The pandemic has been tough on faith communities, but some say it has also provided opportunities for them to reach people who they did not reach before.

"To be quite honest with you, because of social distancing, at this point we have not tried to bring people back," said Church of the Messiah Episcopal Church in Detroit Assistant Pastor Wallace Gilbert Jr.

"Before COVID, we had about 300 people, and now we let in about 10% of that amount," said Pastor Barry Randolph.

Before the pandemic started there were times when all the seats were filled in the Church of the Messiah Episcopal Church in Detroit. Pastor Barry Randolph says he and assistant Pastor Wallace Gilbert Jr. knew they had to do something.

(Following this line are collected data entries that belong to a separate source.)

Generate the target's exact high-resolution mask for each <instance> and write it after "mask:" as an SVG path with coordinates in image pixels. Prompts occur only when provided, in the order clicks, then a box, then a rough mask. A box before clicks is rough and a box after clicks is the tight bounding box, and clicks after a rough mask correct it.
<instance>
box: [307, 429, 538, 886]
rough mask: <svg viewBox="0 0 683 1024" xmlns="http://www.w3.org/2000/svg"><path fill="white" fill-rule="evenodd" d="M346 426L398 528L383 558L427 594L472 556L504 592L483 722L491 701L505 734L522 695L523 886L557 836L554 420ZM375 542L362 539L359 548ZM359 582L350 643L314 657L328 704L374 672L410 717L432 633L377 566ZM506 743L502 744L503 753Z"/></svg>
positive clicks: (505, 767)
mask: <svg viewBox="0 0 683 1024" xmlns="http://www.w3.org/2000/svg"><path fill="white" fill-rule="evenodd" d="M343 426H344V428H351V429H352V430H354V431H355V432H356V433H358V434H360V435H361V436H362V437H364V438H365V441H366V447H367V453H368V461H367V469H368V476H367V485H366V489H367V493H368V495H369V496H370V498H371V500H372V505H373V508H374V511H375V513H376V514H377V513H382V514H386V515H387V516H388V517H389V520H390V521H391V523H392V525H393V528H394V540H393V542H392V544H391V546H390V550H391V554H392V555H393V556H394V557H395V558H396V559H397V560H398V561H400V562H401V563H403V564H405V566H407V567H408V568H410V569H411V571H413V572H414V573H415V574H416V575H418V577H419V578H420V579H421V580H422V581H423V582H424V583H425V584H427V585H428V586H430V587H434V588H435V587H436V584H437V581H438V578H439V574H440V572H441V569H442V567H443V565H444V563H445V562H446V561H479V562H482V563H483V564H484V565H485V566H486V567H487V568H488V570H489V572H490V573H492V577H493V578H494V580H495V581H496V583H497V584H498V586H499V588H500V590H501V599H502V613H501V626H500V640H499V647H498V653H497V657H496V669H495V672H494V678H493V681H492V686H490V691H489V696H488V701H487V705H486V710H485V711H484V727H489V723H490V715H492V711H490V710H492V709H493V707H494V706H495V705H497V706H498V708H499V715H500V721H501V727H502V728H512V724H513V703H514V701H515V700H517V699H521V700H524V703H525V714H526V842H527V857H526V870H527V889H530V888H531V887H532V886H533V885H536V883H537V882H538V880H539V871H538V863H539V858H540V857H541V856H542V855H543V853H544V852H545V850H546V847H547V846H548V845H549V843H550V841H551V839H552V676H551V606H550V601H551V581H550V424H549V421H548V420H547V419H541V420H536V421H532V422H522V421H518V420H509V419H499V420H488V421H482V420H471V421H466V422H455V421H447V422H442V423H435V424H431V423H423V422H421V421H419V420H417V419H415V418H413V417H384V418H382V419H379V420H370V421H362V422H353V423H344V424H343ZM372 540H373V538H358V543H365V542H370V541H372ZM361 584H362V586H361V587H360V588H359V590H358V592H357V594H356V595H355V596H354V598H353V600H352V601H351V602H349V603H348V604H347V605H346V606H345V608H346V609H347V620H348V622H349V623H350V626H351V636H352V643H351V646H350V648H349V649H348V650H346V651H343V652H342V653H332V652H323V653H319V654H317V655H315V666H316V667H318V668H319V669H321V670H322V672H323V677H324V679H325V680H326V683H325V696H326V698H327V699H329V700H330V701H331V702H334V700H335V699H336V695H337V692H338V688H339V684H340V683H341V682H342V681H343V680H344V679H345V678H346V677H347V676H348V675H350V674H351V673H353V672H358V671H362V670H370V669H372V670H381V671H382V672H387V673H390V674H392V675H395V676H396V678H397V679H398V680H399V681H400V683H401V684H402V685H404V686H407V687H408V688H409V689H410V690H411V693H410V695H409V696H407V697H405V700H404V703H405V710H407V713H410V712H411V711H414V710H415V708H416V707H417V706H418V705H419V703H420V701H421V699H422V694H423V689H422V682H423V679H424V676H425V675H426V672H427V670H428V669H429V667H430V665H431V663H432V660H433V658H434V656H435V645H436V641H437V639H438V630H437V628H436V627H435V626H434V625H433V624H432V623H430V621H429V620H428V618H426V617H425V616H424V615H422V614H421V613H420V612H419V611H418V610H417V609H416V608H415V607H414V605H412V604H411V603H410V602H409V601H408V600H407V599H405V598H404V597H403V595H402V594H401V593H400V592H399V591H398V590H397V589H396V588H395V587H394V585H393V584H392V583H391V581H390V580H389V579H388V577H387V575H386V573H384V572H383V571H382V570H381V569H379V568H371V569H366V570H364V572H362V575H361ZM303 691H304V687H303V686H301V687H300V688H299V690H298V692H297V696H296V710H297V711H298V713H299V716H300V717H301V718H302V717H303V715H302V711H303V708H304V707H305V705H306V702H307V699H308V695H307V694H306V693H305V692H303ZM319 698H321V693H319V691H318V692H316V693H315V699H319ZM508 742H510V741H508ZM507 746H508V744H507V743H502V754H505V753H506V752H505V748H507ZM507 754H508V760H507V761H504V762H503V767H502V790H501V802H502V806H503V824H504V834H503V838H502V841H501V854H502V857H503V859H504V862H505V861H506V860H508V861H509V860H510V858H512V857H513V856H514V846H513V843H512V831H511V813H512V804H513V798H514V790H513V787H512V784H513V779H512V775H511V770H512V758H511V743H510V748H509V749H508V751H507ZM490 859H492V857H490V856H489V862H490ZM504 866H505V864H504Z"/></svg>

"Life changes and we have to change with it," said Gilbert Jr.

They couldn’t just post services online. Many members do not have the resources to have computers or the internet.

So they raised money for computers and expanded offering internet service to more in the community. They offered food to more of the hungry. They offered COVID-19 testing.

And the two former businessmen provided entrepreneurship training to young members like 20-year-old Giovanni, who has started his own spice company.

"I am always here. Honestly I spend more time here than anywhere else," said Giovanni.

Church has become a place of unique opportunity and fellowship.

Raman Singh is the executive director of the Interfaith Leadership Council of Metro-Detroit and attends the Gurdwara Sahib Sikh Temple in Plymouth.

She says there are concerns that many places of worship will not survive the pandemic. "Others have taken an immense financial hit and we don’t know if they will be back," she said.

She says she wants people to consider the possibility that interfaith cooperation and community services are what we need now to heal from divisions the pandemic widened.

"We need to see ourselves in other individuals and faith groups need to see themselves in each other," she said.

It really is all about perspective.

The leaders at the Church of the Messiah say that those who are succeeding in reaching people have something in common. They are all serving.

Even those who are succeeding are enduring hardships due to COVID-19.

"The best of us comes when we are down. What is going to happen when the pandemic is over is we are going to be standing stronger than we ever were before," said Pastor Randolph.